Activities at sea are continuing to increase. Besides fishing, navigation and shipping, oceans today are home to wind farms and drilling platforms too. All of the above are regulated in different international instruments, conventions and treaties, guidelines, sometimes bilaterally, sometimes at a regional or global level. And per sector too. Unfortunately, barely any alignment at all exists between international regulations relating to the sea, environment, energy and the climate. If lawyer Seline Trevisanut has her way, this is a situation that will change in the very near future. She is using her ERC Starting Grant to do research on the consolidation of various international rules and regulations. Her object: to ensure that the law contributes to the sustainable management of the oceans.
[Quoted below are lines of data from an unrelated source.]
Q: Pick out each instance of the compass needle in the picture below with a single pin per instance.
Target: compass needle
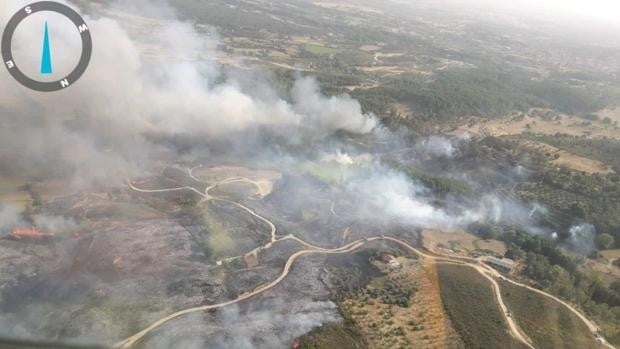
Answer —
(46, 59)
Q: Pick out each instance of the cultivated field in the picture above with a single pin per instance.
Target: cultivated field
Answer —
(459, 242)
(470, 304)
(555, 327)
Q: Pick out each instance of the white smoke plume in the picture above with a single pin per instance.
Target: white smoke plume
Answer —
(140, 84)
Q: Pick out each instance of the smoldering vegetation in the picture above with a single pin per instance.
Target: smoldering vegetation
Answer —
(133, 112)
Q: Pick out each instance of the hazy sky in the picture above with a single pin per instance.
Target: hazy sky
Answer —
(596, 9)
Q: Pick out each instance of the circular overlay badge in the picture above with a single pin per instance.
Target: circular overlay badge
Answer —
(81, 27)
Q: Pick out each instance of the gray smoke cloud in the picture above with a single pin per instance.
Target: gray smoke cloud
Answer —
(163, 83)
(140, 84)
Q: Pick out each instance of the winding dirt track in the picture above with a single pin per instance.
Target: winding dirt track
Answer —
(482, 268)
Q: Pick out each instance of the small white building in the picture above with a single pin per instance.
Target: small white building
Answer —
(502, 263)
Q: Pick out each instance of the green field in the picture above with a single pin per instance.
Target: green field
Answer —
(341, 336)
(470, 303)
(555, 327)
(320, 49)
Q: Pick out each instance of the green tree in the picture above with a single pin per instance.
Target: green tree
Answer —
(605, 241)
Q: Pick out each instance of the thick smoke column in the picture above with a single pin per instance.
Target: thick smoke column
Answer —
(103, 121)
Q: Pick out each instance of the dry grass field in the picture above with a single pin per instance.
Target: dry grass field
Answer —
(458, 242)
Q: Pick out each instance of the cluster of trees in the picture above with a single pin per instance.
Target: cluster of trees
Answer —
(393, 293)
(556, 271)
(602, 149)
(441, 186)
(482, 91)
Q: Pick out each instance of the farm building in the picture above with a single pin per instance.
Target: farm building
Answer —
(501, 263)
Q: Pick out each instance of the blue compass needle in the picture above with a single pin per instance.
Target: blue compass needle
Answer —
(46, 59)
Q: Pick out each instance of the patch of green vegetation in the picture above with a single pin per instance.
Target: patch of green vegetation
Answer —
(219, 242)
(320, 49)
(345, 336)
(485, 91)
(470, 303)
(330, 173)
(605, 150)
(555, 327)
(439, 185)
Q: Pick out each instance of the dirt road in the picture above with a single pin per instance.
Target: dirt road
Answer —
(488, 272)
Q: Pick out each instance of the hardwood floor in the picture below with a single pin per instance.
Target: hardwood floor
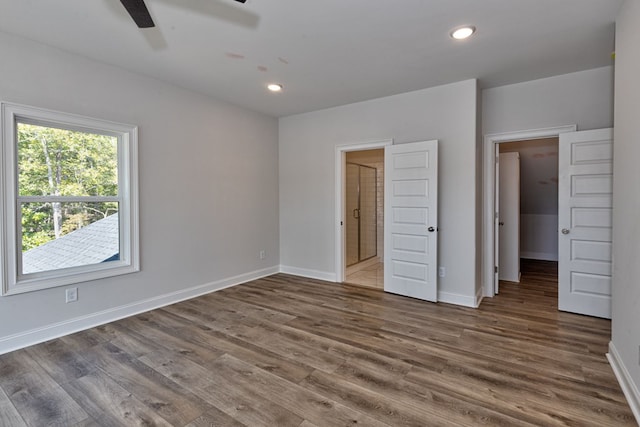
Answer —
(288, 351)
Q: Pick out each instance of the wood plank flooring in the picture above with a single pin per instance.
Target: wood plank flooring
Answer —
(288, 351)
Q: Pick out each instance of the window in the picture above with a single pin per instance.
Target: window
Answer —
(69, 206)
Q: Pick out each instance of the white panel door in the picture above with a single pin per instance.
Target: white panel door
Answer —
(509, 217)
(584, 222)
(410, 220)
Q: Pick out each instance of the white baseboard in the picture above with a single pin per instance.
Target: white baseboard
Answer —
(457, 299)
(544, 256)
(312, 274)
(627, 385)
(45, 333)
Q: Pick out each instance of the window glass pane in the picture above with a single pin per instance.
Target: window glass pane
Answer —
(60, 235)
(60, 162)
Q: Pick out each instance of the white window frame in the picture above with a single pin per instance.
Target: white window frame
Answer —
(13, 281)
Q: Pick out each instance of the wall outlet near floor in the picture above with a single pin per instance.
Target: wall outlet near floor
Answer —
(71, 295)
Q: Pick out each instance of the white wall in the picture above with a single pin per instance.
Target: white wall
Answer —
(307, 173)
(584, 98)
(208, 187)
(538, 197)
(626, 204)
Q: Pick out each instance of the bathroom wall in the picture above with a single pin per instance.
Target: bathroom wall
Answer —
(538, 197)
(374, 159)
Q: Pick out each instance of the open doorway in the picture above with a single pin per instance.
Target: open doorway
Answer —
(372, 155)
(490, 221)
(536, 196)
(364, 218)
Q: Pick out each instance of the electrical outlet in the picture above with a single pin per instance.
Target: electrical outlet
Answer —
(71, 295)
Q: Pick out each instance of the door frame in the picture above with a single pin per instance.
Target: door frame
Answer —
(489, 193)
(340, 193)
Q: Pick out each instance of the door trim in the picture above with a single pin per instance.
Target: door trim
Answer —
(340, 194)
(488, 198)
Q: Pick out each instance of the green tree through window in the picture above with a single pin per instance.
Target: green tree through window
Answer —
(57, 164)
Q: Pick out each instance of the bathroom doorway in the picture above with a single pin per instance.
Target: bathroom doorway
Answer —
(364, 217)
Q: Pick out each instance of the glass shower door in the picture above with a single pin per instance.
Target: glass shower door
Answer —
(361, 218)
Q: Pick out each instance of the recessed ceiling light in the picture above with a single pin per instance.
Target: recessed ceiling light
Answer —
(462, 33)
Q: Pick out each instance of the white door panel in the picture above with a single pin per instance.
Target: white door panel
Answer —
(410, 257)
(584, 212)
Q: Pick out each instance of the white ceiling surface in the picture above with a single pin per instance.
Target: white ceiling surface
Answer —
(325, 52)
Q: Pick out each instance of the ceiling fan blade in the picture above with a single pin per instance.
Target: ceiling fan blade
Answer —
(139, 12)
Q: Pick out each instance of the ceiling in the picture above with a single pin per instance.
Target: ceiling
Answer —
(325, 52)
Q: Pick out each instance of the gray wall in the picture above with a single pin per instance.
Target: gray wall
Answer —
(307, 176)
(208, 185)
(626, 197)
(584, 98)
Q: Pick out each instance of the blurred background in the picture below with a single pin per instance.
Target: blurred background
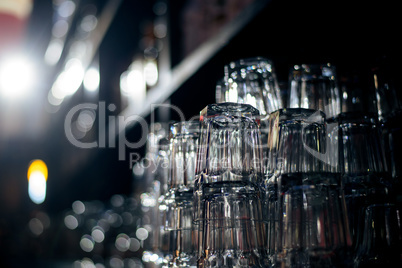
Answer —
(77, 82)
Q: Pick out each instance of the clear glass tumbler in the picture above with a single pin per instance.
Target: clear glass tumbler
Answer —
(253, 81)
(305, 212)
(314, 86)
(179, 209)
(227, 191)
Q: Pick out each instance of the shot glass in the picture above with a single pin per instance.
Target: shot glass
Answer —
(227, 193)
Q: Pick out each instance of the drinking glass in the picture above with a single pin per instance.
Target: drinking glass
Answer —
(227, 193)
(382, 237)
(386, 82)
(363, 167)
(305, 207)
(220, 91)
(252, 81)
(314, 86)
(179, 221)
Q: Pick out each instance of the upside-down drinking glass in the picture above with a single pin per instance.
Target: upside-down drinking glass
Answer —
(314, 86)
(305, 208)
(363, 166)
(252, 81)
(183, 148)
(227, 194)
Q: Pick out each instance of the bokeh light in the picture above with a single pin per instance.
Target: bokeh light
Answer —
(17, 76)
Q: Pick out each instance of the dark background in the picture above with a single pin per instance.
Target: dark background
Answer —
(355, 37)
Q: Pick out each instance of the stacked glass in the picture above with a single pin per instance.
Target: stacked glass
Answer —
(179, 199)
(251, 81)
(314, 86)
(305, 206)
(227, 193)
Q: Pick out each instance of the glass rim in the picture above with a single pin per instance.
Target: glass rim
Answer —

"The offshore sector is growing fast," the researcher explains, who completed her education in Italy. "Technological developments mean that it has now become possible to extract raw materials from deep sea areas, and we are building more and more energy parks out at sea. This increased activity, which sometimes involves major risks, and the often opposing interests involved, are putting the oceans under pressure. Two recent oil disasters out at sea - BP in the Gulf of Mexico and the Montara disaster in Indonesia - have brought the risks home to us once again."
Trevisanut: "There is often a complete absence of any kind of connection between regulations. For example, the Law of the Sea Convention, the UN Framework Convention on Climate Change, and the Energy Charter Treaty all have their own standards and enforcement systems." So, assessment and alignment are definitely worthwhile. This expert in international law also has an ideal in mind. "Although sustainable management is the guiding principle - maintaining biodiversity, limiting climate change, protecting the local population - there is also a focus on the continuation of economic activities and effective energy production."
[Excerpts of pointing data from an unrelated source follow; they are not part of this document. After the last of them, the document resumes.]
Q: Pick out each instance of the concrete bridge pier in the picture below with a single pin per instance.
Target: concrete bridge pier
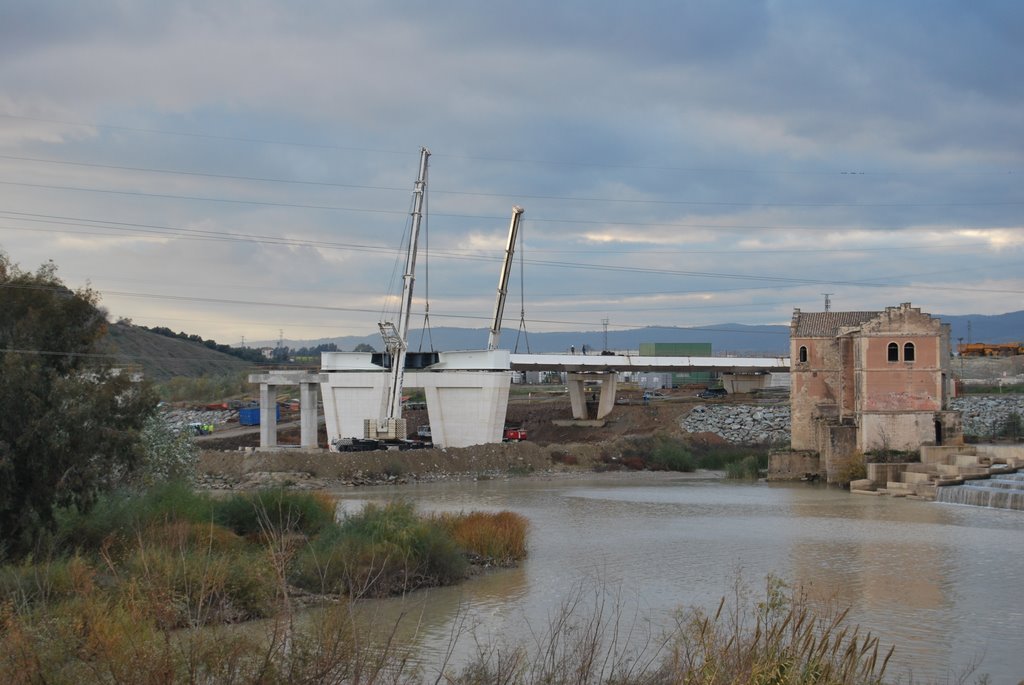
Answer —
(466, 392)
(268, 404)
(350, 398)
(578, 398)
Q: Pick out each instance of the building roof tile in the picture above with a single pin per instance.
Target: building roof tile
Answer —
(827, 324)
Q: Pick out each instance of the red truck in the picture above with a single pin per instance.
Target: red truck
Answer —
(514, 434)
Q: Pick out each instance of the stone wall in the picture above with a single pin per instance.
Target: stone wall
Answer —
(985, 415)
(741, 424)
(758, 424)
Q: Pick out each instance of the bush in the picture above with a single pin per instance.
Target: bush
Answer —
(491, 538)
(381, 551)
(119, 517)
(672, 455)
(275, 511)
(749, 468)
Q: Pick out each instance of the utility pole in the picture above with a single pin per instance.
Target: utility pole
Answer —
(960, 350)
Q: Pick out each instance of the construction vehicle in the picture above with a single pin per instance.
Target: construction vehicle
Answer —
(990, 349)
(389, 431)
(503, 280)
(513, 434)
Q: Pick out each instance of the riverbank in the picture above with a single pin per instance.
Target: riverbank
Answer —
(315, 469)
(318, 469)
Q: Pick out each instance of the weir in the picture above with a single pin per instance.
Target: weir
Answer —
(1000, 491)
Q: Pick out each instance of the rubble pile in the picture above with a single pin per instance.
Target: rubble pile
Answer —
(986, 415)
(741, 424)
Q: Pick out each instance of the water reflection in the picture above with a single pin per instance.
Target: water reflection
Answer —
(932, 579)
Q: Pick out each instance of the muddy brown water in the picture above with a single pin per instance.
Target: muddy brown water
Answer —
(943, 583)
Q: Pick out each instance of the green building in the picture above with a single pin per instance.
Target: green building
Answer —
(681, 349)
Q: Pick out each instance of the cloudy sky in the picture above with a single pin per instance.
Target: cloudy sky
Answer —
(244, 169)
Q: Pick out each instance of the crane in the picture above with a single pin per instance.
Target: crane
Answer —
(391, 425)
(503, 280)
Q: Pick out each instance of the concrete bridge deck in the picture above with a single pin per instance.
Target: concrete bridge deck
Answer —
(627, 362)
(467, 390)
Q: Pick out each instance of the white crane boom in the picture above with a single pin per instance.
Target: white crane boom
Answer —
(503, 280)
(395, 338)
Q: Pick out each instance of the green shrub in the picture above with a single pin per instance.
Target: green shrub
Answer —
(279, 511)
(381, 551)
(119, 517)
(748, 468)
(670, 455)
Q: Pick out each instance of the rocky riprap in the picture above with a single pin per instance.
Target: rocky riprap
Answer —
(741, 424)
(984, 416)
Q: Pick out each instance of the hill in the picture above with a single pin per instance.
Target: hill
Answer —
(725, 339)
(737, 339)
(161, 357)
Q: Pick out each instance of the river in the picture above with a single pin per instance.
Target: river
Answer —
(943, 583)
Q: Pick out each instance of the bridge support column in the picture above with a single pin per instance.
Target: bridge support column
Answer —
(307, 415)
(351, 397)
(268, 383)
(267, 415)
(578, 393)
(607, 400)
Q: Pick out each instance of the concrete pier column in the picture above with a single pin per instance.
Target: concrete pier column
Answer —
(609, 382)
(267, 415)
(350, 398)
(268, 384)
(465, 407)
(307, 414)
(574, 383)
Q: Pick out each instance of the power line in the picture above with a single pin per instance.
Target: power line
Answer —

According to Trevisanut, great gains will already have been made if the rules and regulations at various levels and in force in various regimes are identified and links established between law of the sea, climate law and energy law. By applying a number of different theories on conflict resolution and regime interaction, Trevisanut will be able to create order in the current maze of rules, regulations and interests. Having done this, her research team will identify which legal tools can be used. Briefs and recommendations, for example. References in one convention or treaty to another convention or treaty could also establish the links required. "This is the first time for theories on regime interaction to be applied to the law of the sea. In time, I will develop my own theory on conflicting interests. If our approach proves successful, it will be possible to apply it to other sectors of international law."
In a bid to involve various interested parties in this process, Trevisanut is setting up a Steering Committee. "I hope that operators, NGOs and treaty organisations will all take part. This will ensure that far greater support is achieved for our research. Ultimately, all of these parties have an interest in good long-term management."
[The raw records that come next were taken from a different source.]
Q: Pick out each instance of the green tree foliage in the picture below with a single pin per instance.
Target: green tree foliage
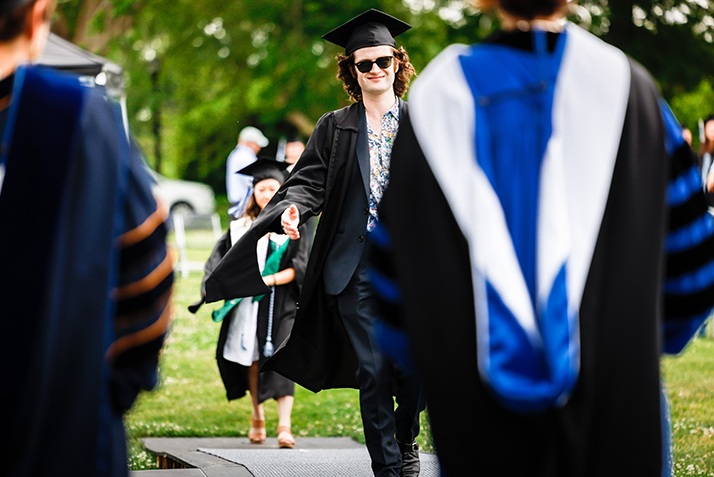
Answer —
(198, 71)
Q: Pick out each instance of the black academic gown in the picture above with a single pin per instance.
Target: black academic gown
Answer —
(318, 354)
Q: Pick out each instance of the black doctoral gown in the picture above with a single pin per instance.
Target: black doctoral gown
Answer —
(611, 423)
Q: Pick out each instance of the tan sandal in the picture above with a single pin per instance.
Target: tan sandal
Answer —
(285, 438)
(257, 434)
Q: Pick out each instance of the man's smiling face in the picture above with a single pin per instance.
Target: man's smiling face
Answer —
(377, 80)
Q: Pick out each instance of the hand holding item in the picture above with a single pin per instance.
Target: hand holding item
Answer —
(290, 220)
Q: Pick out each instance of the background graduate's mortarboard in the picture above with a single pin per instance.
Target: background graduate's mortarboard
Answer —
(371, 28)
(265, 169)
(9, 5)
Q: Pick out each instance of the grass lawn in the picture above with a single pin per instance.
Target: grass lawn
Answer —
(190, 401)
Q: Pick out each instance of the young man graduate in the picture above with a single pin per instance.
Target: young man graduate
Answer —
(85, 276)
(569, 245)
(342, 174)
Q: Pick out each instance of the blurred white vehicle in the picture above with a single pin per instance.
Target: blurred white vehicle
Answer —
(184, 197)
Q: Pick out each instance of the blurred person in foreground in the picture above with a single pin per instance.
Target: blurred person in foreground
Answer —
(342, 174)
(568, 246)
(86, 277)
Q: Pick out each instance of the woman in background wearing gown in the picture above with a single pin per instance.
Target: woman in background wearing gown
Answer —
(249, 333)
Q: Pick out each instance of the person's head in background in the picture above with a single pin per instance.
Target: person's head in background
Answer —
(707, 146)
(268, 176)
(24, 28)
(513, 10)
(253, 138)
(293, 150)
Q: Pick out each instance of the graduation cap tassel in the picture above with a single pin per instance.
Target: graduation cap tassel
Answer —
(268, 348)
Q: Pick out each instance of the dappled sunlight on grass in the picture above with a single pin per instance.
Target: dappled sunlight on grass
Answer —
(191, 402)
(690, 379)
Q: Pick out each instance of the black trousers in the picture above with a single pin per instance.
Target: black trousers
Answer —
(375, 376)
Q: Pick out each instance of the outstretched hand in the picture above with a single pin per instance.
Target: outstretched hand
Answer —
(290, 220)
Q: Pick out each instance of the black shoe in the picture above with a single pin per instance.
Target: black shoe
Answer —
(410, 459)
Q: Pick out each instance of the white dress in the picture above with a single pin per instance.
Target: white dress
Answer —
(242, 340)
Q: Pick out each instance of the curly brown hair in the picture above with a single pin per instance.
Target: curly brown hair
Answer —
(346, 74)
(527, 9)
Bilateral conventions and treaties
However, the research does have its limitations. "We have little insight into the bilateral conventions and treaties that exist between individual countries or into contracts between countries and international companies." However, this will not deter Trevisanut. "International law co-determines the scope that exists for bilateral conventions and treaties. A coherent system will make the world of difference." Added to this, five years is far too short a period of time for all of the oceans. "A system will not suffice," the researcher adds. "Rules and regulations vary from one ocean to another and the technologies used in them, that depend, for example, on the seabed, the temperature, the depth and the minerals present. We will focus initially on the oceans around Europe, such as the North Atlantic Ocean, the Baltic Sea and the Mediterranean Sea. EU regulations apply in these oceans as well: an extra layer of regulation. We will also analyse the multi-user oceans of Australia and Singapore and the deep sea mining area around the island of Tonga."
Trevisanut is fascinated by the development of international law. As a young researcher, her first source of inspiration was a wonderful professor (Prof. Tullio Treves) who combined science with participation in international forums for the conservation of the sea. She wanted to do the same. All being well, she is set to achieve this ambition. "I feel that I've found my niche here at the internationally renowned Netherlands Institute for the Law of the Sea (NILOS). This ERC award is giving me the kick-start I need."